Charterhouse-on-Mendip, where thin seams of galena (lead sulphide ore) exist near the surface of a limestone landscape, sits above a complex cave system. Mining is known at this site from pre-Roman times, and Roman slags contain up to 25% lead, more than a third of the original lead content before smelting. Whereas unprocessed galena is not soluble in water, roasted ore slag is more soluble and atmospheric fallout from smelting is highly soluble. Water permeating through the surface limestone into the caves has left clear indications of surface contamination in speleothems, mineral cave deposits formed from dripping water. One speleothem, in this case a stalagmite, suggests a peak in lead contaminants between CE 50 and 150, followed by a further and higher peak between CE 400 and 500, which falls away rapidly afterwards. This may relate to leaching from slag deposits after smelting activity had ended. However, it is also likely that mining and smelting continued in the Mendips for far longer than elsewhere, since it was known that these mines yielded the most silver. This is consistent with the continued but far lower levels of pollutants after CE 200 at bogs hundreds of miles to the north of the Mendips. There is no evidence for medieval reoccupation of the settlement at Charterhouse, which remained contaminated, but there was medieval mining activity. [ii]

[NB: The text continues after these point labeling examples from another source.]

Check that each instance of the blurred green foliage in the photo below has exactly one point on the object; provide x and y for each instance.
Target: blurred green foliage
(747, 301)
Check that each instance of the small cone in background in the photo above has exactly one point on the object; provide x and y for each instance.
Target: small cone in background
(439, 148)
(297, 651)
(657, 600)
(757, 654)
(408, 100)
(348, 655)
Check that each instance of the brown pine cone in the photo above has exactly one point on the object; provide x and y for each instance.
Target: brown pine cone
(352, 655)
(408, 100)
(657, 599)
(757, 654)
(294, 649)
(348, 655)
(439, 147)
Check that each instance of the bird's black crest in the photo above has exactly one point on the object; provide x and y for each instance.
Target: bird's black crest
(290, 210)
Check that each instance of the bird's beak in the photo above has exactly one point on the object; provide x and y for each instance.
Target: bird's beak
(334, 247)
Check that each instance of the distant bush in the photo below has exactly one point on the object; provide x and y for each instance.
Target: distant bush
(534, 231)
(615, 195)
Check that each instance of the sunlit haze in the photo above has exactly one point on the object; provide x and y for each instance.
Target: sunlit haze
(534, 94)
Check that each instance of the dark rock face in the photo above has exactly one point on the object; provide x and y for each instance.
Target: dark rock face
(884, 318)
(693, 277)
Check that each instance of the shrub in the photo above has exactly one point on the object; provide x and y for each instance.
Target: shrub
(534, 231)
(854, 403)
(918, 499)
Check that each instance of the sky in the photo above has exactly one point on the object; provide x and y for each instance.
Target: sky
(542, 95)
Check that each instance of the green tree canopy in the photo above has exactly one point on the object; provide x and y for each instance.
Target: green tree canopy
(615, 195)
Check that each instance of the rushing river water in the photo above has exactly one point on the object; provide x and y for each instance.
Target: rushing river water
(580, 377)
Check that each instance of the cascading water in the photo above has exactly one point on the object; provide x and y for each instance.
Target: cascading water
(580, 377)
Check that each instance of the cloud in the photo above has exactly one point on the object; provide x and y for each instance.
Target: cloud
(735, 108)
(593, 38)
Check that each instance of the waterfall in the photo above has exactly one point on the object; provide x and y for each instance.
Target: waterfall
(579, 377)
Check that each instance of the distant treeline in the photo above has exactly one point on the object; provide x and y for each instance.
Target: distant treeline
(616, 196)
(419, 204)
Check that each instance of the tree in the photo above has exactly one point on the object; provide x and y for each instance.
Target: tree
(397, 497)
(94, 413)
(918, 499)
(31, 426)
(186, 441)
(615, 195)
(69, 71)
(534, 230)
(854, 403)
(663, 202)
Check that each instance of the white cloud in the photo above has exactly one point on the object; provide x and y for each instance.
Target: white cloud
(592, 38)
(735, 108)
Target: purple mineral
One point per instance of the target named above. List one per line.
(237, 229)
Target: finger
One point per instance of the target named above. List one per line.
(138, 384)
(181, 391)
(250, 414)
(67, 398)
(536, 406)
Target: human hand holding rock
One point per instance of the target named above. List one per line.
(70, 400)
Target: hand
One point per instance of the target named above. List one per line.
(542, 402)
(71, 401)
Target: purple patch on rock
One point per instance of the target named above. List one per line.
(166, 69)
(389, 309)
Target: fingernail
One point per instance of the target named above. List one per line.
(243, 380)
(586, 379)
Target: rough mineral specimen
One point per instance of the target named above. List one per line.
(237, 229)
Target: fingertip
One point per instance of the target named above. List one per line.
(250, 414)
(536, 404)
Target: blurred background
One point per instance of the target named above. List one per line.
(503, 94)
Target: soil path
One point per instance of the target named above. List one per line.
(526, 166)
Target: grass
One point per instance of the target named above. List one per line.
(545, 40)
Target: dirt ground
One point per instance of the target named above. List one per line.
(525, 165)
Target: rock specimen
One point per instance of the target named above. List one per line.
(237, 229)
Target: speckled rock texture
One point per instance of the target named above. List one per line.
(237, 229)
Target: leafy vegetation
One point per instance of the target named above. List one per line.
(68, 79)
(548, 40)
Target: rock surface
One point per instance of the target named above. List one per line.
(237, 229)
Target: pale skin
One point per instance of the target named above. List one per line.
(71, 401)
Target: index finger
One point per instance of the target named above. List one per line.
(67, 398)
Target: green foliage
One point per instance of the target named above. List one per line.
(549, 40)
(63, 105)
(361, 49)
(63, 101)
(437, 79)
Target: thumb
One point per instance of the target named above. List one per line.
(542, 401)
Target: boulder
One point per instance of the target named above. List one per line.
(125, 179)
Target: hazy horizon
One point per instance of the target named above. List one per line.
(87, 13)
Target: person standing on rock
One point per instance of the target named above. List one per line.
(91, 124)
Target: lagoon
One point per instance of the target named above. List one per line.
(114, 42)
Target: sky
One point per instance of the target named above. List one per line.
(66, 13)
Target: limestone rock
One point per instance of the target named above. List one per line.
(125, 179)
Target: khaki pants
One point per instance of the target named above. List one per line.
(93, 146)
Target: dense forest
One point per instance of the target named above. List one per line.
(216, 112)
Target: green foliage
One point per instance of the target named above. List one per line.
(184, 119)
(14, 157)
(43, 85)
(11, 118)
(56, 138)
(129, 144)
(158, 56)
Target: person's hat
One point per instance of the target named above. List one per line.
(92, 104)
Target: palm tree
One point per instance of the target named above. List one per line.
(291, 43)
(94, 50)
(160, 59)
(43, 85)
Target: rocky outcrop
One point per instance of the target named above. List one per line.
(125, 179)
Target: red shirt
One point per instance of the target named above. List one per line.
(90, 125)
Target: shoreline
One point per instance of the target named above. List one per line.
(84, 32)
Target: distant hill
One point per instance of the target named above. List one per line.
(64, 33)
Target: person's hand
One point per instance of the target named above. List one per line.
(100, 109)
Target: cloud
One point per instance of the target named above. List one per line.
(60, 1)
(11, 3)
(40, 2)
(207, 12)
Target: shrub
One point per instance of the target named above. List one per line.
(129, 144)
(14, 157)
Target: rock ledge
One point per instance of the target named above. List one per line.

If the most contaminated sites in Roman Britain were not used for arable or pastoral farming, still substantially increased levels of lead aerosols deposited across a broad region by precipitation will have affected bees and birds, fish and shellfish in polluted rivers and bays, cattle and sheep eating grass growing in contaminated soil. Lead entered the food chain and affected human health across northern Europe, hundreds of miles from smelting facilities. Consequently, many Roman children will have suffered in similar ways to modern children exposed to elevated levels of lead pollution and no efforts were made to remediate the environmental damage done by Roman-age smelting.


[i] M. Fradley, ‘The field archaeology of the Romano-British settlement at Charterhouse-on-Mendip’, Britannia 40 (2009), 99-122.

[ii] D. McFarlane t al., ‘A speleothem record of early British and Roman mining at Charterhouse, Mendip, England’, Archaeometry 56 (2013), 431-43.